The reaction formulae are shown below.
Under a nitrogen atmosphere, 50 g (177 mmol) of p-bromoiodobenzene, 30.0 g (179.4 mmol) of carbazole, 1.0 g (5.25 mmol) of copper iodide, 187.5 g (885 mmol) of tripotassium phosphate, and 500 ml of 1,4-dioxane were added and stirred. 6.0 g (52.5 mmol) of trans-1,2-cyclohexanediamine were added thereto and the mixture was heated to 110° C. and stirred for 4 hours. The reaction solution was cooled to room temperature, inorganic matter was then separated by filtration, and the solvent was distilled off under reduced pressure. 600 ml of methanol were added to the resultant residue and the residue was reslurried with heating for 2 hours. The resultant was cooled and the precipitate was then collected by filtration and then dried under reduced pressure to afford 50 g (140.0 mmol, 78.9% yield) of (B-5) as a pale brown crystal.

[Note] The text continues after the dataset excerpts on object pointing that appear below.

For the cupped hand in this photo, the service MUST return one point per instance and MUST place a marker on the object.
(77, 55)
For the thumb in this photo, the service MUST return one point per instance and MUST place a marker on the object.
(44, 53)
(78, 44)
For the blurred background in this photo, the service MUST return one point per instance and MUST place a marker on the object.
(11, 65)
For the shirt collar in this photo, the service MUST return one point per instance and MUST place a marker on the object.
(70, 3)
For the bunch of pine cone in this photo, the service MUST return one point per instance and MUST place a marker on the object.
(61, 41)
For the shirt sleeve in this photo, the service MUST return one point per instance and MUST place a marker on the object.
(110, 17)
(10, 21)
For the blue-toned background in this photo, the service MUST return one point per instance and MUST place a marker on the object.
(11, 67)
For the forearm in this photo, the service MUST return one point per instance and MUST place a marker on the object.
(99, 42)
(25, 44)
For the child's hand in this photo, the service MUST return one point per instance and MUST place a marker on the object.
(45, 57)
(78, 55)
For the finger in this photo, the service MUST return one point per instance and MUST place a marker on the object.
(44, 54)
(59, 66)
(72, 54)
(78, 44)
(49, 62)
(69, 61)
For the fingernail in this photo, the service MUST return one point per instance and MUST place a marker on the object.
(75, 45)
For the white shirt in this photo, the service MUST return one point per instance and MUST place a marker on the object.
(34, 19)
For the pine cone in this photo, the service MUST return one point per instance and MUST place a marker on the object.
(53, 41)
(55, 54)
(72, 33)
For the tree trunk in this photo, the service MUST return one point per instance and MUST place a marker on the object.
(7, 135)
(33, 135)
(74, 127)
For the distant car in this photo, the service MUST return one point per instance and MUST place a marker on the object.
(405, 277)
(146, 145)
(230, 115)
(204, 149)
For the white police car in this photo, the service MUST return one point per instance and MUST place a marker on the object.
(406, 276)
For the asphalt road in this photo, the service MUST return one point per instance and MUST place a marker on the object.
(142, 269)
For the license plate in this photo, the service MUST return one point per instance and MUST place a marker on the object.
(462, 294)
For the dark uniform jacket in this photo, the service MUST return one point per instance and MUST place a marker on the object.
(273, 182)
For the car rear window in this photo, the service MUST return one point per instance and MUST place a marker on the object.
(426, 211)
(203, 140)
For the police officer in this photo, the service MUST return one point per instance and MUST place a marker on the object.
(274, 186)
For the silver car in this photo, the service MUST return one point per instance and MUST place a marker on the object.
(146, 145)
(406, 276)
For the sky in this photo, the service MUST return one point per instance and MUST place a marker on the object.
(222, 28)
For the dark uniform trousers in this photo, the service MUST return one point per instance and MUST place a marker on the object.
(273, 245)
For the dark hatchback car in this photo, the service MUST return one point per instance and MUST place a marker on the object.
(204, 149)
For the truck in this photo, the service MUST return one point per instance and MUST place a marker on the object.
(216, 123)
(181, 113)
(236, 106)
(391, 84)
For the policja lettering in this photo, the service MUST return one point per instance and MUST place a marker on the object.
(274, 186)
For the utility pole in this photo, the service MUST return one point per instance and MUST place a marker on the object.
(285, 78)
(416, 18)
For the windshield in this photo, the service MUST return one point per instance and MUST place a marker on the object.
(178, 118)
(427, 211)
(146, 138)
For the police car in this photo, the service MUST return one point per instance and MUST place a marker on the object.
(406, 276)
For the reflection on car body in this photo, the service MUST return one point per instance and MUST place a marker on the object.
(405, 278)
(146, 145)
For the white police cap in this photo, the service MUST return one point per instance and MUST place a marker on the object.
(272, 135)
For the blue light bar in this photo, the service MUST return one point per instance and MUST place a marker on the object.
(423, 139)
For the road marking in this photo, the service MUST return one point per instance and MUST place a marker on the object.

Under a nitrogen atmosphere, 3.6 g (149 mmol) of magnesium and 150 ml of dry THF were added to a flask and heated to reflux. A solution prepared by dissolving 40.0 g (124 mmol) of (B-5) in 150 ml of dry THF was added dropwise to the flask over 30 minutes. After that, stirring was continued for 2 hours. After the confirmation of disappearance of the raw materials, the mixture was cooled (liquid A).

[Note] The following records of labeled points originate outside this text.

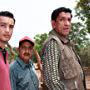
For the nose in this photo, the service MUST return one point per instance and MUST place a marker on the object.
(67, 23)
(7, 29)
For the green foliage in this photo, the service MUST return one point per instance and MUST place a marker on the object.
(12, 53)
(83, 12)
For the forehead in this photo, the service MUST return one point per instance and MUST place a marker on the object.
(26, 43)
(64, 14)
(4, 19)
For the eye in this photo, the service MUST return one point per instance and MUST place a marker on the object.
(11, 26)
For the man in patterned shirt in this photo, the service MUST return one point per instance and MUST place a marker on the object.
(61, 65)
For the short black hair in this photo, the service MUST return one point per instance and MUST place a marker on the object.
(56, 12)
(7, 14)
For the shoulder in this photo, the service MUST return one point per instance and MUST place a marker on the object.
(14, 65)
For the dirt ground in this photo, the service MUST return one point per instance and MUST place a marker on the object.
(87, 77)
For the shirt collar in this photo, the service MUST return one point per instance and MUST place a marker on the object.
(63, 39)
(24, 65)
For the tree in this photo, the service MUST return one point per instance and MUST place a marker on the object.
(83, 12)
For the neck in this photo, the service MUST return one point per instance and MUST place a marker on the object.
(2, 44)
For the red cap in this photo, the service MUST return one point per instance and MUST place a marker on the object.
(26, 38)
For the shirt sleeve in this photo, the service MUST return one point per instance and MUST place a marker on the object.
(12, 78)
(50, 62)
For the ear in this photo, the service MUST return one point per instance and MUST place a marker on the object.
(53, 24)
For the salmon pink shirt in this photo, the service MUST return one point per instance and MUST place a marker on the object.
(4, 73)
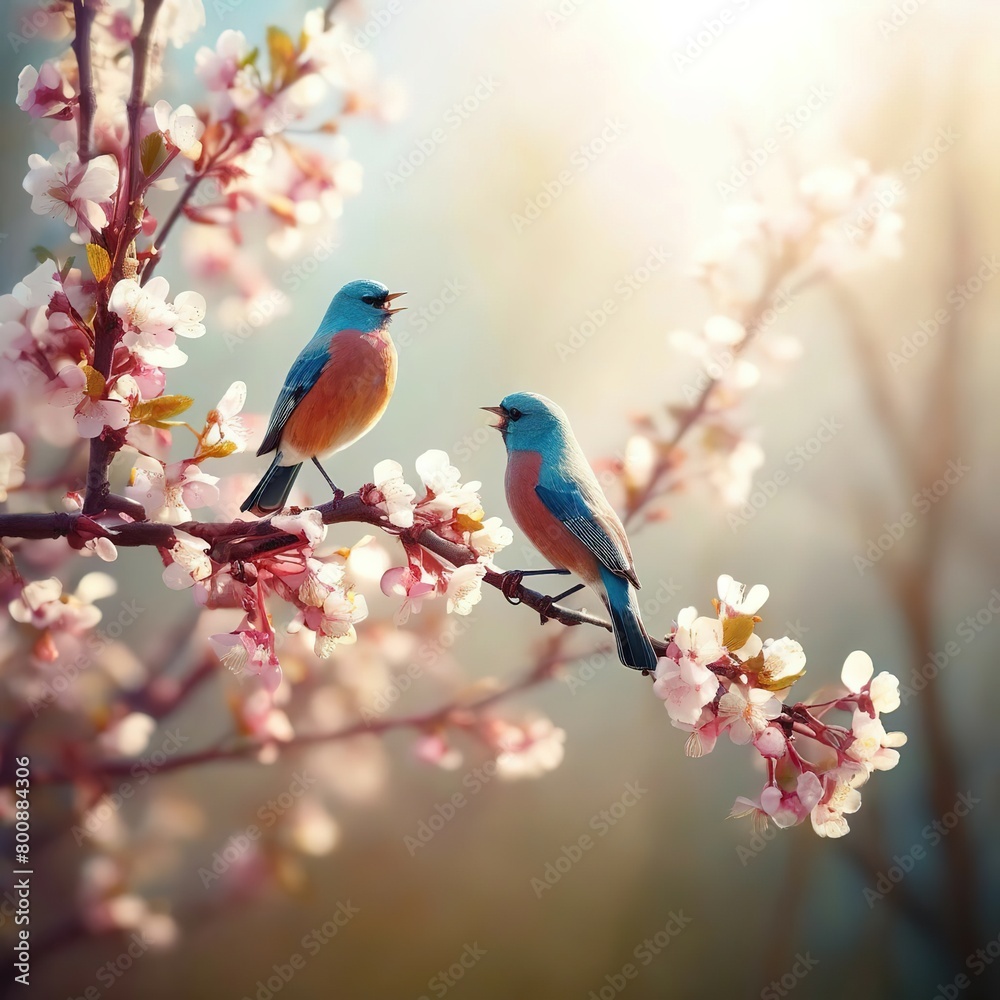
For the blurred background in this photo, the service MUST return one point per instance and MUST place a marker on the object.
(653, 112)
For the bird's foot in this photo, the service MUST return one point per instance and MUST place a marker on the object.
(509, 583)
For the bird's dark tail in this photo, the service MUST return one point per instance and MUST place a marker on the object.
(272, 491)
(634, 648)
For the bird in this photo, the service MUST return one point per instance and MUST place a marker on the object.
(557, 502)
(335, 392)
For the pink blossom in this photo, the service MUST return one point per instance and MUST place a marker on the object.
(873, 746)
(528, 750)
(465, 588)
(435, 749)
(686, 687)
(44, 93)
(65, 188)
(169, 492)
(249, 651)
(789, 808)
(224, 422)
(394, 496)
(11, 463)
(92, 413)
(745, 712)
(181, 127)
(403, 581)
(840, 798)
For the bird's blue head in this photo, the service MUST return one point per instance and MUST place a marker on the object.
(361, 305)
(530, 422)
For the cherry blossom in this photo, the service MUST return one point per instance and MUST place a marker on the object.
(394, 496)
(181, 127)
(403, 581)
(465, 588)
(169, 492)
(224, 422)
(11, 463)
(43, 93)
(745, 712)
(64, 188)
(85, 392)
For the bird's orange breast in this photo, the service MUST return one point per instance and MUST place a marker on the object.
(544, 530)
(348, 398)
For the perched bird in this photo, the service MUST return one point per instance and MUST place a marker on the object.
(557, 502)
(336, 391)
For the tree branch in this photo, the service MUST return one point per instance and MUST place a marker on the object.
(84, 15)
(241, 541)
(453, 711)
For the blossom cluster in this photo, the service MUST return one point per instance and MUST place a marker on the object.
(234, 158)
(719, 678)
(751, 273)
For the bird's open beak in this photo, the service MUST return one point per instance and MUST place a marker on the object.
(501, 413)
(389, 298)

Under a nitrogen atmosphere, 19.3 g (186 mmol) of trimethoxyborane and 200 ml of dry THF were added to a flask. The flask was placed in an ice bath and the internal temperature was set to 0° C. or less. The liquid A described above was added dropwise thereto over 45 minutes and stirring was then continued for 1 hour. 12 ml of methanol were added to the flask to quench the reaction. After that, 130 ml of 2M HCl were added and stirring was continued at room temperature for 2 hours. The precipitated crystal was collected by filtration. THF was distilled off under reduced pressure from the filtrate, and the residue was extracted three times with toluene. Magnesium sulfate was added to the toluene layer for drying, and the magnesium sulfate was then separated by filtration. The filtrate was concentrated under reduced pressure. 300 g of ethyl acetate were added to the resultant solid and the mixture was reslurried with heating for 1 hour. The resultant was cooled to room temperature and the precipitate was filtered. After that, the precipitate was dried under reduced pressure to afford 25.7 g (89.5 mmol, 72.2% yield) of (B-6) as a gray solid.

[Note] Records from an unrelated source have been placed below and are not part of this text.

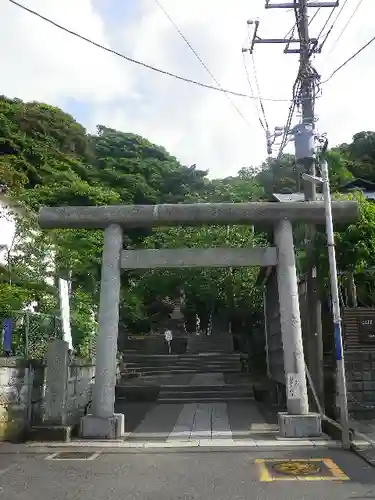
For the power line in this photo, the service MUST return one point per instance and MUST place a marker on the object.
(346, 25)
(349, 59)
(333, 24)
(252, 92)
(160, 5)
(259, 96)
(139, 63)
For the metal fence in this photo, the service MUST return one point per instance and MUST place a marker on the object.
(26, 333)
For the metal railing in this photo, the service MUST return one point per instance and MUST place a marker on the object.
(28, 333)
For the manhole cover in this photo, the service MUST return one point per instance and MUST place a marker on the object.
(73, 455)
(297, 468)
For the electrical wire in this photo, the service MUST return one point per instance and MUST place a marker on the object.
(252, 92)
(162, 8)
(345, 27)
(349, 60)
(333, 24)
(139, 63)
(260, 101)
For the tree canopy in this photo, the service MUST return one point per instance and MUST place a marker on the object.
(47, 158)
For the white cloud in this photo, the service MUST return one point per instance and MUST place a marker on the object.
(44, 63)
(196, 125)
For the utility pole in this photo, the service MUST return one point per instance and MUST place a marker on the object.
(304, 138)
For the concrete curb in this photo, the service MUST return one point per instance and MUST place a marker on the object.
(194, 444)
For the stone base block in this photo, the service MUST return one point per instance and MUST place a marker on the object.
(51, 433)
(300, 426)
(103, 428)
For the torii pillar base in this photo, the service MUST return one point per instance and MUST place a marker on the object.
(103, 428)
(300, 426)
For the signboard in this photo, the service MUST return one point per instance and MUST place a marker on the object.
(168, 336)
(7, 335)
(293, 386)
(366, 330)
(65, 311)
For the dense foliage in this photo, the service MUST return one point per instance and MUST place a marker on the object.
(47, 158)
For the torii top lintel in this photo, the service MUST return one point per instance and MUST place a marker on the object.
(135, 216)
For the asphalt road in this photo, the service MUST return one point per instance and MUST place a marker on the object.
(173, 475)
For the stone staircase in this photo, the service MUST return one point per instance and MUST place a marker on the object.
(205, 393)
(209, 344)
(158, 365)
(208, 372)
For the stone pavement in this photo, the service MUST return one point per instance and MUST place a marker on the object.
(196, 420)
(150, 475)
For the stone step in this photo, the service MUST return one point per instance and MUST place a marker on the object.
(215, 367)
(213, 399)
(205, 395)
(182, 371)
(211, 388)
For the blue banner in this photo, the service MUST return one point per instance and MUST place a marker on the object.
(7, 335)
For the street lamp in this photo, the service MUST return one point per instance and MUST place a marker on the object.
(341, 379)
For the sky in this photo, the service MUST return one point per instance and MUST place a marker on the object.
(197, 125)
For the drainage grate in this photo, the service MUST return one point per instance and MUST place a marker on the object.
(73, 455)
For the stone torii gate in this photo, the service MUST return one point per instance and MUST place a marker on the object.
(104, 423)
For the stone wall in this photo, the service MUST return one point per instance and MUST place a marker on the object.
(21, 396)
(31, 395)
(360, 376)
(79, 389)
(68, 384)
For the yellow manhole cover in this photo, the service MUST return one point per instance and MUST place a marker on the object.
(297, 468)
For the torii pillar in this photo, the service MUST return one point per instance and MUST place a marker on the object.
(104, 423)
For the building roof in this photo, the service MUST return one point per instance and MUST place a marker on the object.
(285, 197)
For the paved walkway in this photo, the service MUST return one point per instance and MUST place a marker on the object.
(146, 475)
(199, 420)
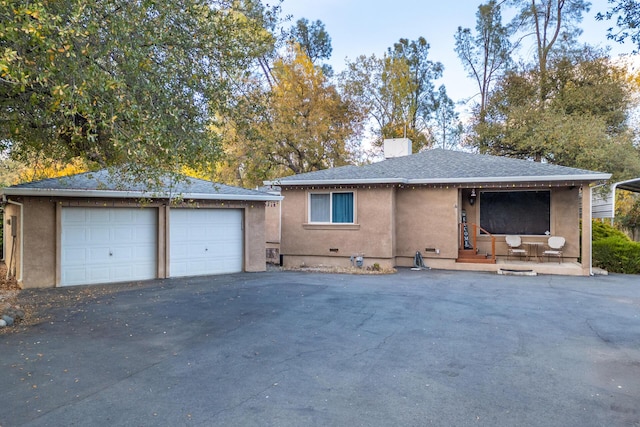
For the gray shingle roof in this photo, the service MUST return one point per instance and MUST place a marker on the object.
(106, 184)
(444, 166)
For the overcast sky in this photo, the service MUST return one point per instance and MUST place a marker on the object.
(365, 27)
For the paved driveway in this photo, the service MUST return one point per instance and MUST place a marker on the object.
(297, 349)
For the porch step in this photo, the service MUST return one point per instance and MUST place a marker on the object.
(470, 256)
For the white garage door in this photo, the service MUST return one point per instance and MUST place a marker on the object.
(102, 245)
(205, 241)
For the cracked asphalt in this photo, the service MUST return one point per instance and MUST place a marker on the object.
(414, 348)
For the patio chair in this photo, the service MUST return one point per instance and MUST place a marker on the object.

6.7 g (12.9 mmol) of (B-4) obtained above, 4.1 g (14.2 mmol) of (B-6), 1.5 g (1.3 mmol) of tetrakis(triphenylphosphine)palladium(0), 50 ml of ethanol, and 100 ml of toluene were added to a 300-ml three-necked flask subjected to degassing and nitrogen purging and stirred. After that, 6.5 g (47.0 mmol) of potassium carbonate were dissolved in 50 ml of water. The solution was added to the flask and the mixture was heated to 85° C. and stirred for 5 hours. The resultant mixture was cooled once to room temperature, 100 ml of water and 100 ml of toluene were then added thereto, and the mixture was stirred. Insoluble matter was then separated by filtration once. The filtrate was transferred to a 1,000-ml separating funnel and separated into an organic layer and an aqueous layer. The organic layer was washed three times with 100 ml of water. After that, the resultant organic layer was dried over magnesium sulfate. The magnesium sulfate was separated by filtration once and the solvent was then distilled off under reduced pressure. The residue was then purified by column chromatography to afford 6.9 g (9.5 mmol, 73.6% yield) of Compound (31) as a yellow solid. The EI-MS (M+1) of the compound was 729.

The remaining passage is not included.